Era novembro de 2014. Primeiro fim de semana. Plena campanha da Dilma. Fim de tarde na RPPN dele, a Linda Serra dos Topázios. Jaime e eu começamos a conversar sobre a falta que fazia termos acesso a um veículo independente e democrático de informação.

Resolvemos fundar o nosso. Um espaço não comercial, de resistência. Mais um trabalho de militância, voluntário, por suposto. Jaime propôs um jornal; eu, uma revista. O nome eu escolhi (ele queria Bacurau). Dividimos as tarefas. A capa ficou com ele, a linha editorial também.

Correr atrás da grana ficou por minha conta. A paleta de cores, depois de larga prosa, Jaime fechou questão – “nossas cores vão ser o vermelho e o amarelo, porque revista tem que ter cor de luta, cor vibrante” (eu queria verde-floresta). Na paz, acabei enfiando um branco.

Fizemos a primeira edição da Xapuri lá mesmo, na Reserva, em uma noite. Optamos por centrar na pauta socioambiental. Nossa primeira capa foi sobre os povos indígenas isolados do Acre: ‘Isolados, Bravos, Livres: Um Brasil Indígena por Conhecer”. Depois de tudo pronto, Jaime inventou de fazer uma outra boneca, “porque toda revista tem que ter número zero”.

Dessa vez finquei pé, ficamos com a capa indígena. Voltei pra Brasília com a boneca praticamente pronta e com a missão de dar um jeito de imprimir. Nos dias seguintes, o Jaime veio pra Formosa, pra convencer minha irmã Lúcia a revisar a revista, “de grátis”. Com a primeira revista impressa, a próxima tarefa foi montar o Conselho Editorial.

Jaime fez questão de visitar, explicar o projeto e convidar pessoalmente cada conselheiro e cada conselheira (até a doença agravar, nos seus últimos meses de vida, nunca abriu mão dessa tarefa). Daqui rumamos pra Goiânia, para convidar o arqueólogo Altair Sales Barbosa, nosso primeiro conselheiro. “O mais sabido de nóis,” segundo o Jaime.

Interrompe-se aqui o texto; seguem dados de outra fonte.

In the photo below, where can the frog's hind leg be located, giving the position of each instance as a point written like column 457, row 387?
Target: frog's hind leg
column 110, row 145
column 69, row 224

Trilhamos uma linda jornada. Em 80 meses, Jaime fez questão de decidir, mensalmente, o tema da capa e, quase sempre, escrever ele mesmo. Às vezes, ligava pra falar da ótima ideia que teve, às vezes sumia e, no dia certo, lá vinha o texto pronto, impecável.

Na sexta-feira, 9 de julho, quando preparávamos a Xapuri 81, pela primeira vez em sete anos, ele me pediu para cuidar de tudo. Foi uma conversa triste, ele estava agoniado com os rumos da doença e com a tragédia que o Brasil enfrentava. Não falamos em morte, mas eu sabia que era o fim.

Hoje, cá estamos nós, sem as capas do Jaime, sem as pautas do Jaime, sem o linguajar do Jaime, sem o jaimês da Xapuri, mas na labuta, firmes na resistência. Mês sim, mês sim de novo, como você sonhava, Jaiminho, carcamos porva e, enfim, chegamos à nossa edição número 100. E, depois da Xapuri 100, como era desejo seu, a gente segue esperneando.

Fica tranquilo, camarada, que por aqui tá tudo direitim.